In general, LLMs offer a diverse array of applications in both TCM clinical practice and medical education. Professionals in relevant fields should stay informed about advancements in AI technology and contemplate its potential applications.
We propose further evaluation of LLMs: a broader range of question formats, such as open-ended questions, could be employed to gain a more comprehensive understanding of their real-world applicability. Secondly, conducting evaluations with a larger question pool reduces uncertainty about perceptions of LLMs. In addition, refining the subjects under assessment (e.g. by sub-disciplines) will yield a more detailed insight into the model's capabilities, allowing for speculation on its application in specific medical scenarios. A more thorough evaluation will enable LLMs to be more precisely situated within medical practice, encouraging their improvement and quick iteration.
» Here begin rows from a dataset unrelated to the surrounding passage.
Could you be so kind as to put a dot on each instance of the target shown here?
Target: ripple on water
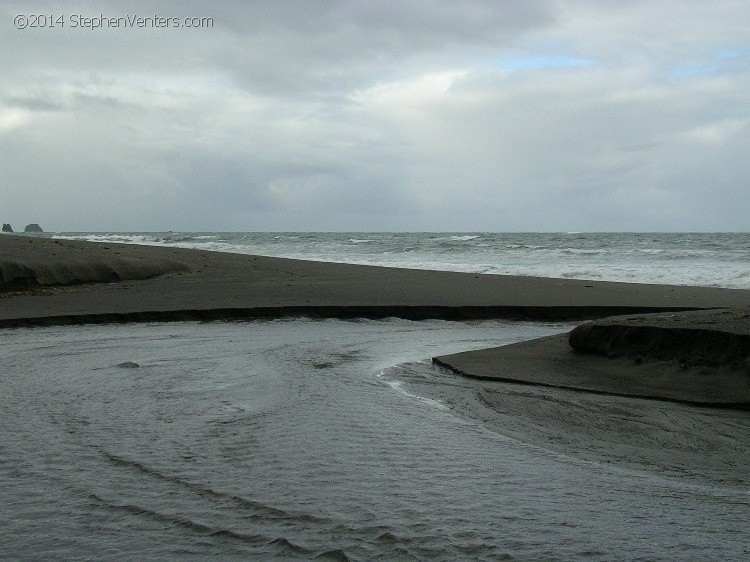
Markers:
(293, 439)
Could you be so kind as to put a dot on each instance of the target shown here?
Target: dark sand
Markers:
(133, 283)
(45, 281)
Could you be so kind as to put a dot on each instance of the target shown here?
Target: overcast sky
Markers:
(404, 115)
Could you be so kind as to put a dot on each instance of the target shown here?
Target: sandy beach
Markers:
(272, 427)
(46, 281)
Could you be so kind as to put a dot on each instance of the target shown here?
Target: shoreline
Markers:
(71, 282)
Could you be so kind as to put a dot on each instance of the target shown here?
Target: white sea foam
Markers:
(718, 260)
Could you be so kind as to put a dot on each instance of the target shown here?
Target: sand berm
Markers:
(654, 348)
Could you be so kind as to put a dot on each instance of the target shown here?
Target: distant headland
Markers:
(33, 227)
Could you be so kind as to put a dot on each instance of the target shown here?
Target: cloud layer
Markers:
(342, 115)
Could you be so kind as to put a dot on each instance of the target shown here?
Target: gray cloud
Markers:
(423, 115)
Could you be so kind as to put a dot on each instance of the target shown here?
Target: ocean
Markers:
(304, 439)
(703, 259)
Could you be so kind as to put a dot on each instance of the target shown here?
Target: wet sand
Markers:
(45, 281)
(49, 281)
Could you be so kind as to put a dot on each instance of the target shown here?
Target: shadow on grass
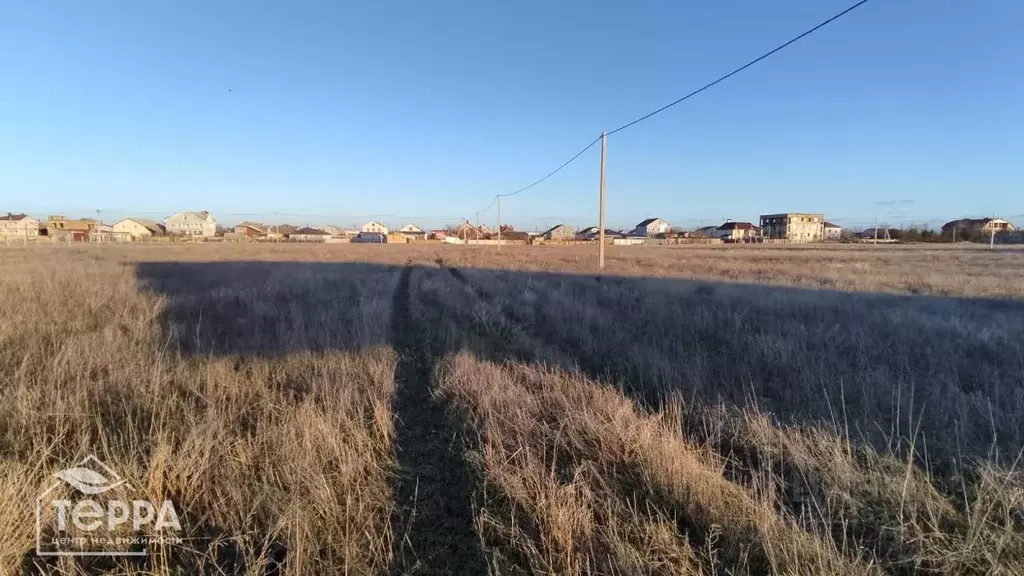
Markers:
(879, 368)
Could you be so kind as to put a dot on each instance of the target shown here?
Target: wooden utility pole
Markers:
(600, 223)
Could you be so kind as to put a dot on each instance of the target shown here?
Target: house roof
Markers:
(202, 214)
(553, 229)
(147, 224)
(973, 221)
(737, 225)
(255, 225)
(648, 221)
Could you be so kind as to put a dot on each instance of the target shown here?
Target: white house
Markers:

With training on a larger dataset of high-quality Chinese medical information (such as medical literature and electronic medical records), a Chinese LLM like Ernie Bot could achieve even greater performance, significantly improving its applicability in TCM.
Limitations
This study had the following limitations. Firstly, the postgraduate examination evaluated the basic competence of TCM students comprehensively but did not include a more detailed specialist assessment. Moreover, the exam exclusively comprised objective questions and did not include any subjective questions. Second, this study only explored how LLMs performed on cross-sectional data. However, the exam content differs annually, leading to corresponding changes in passing scores.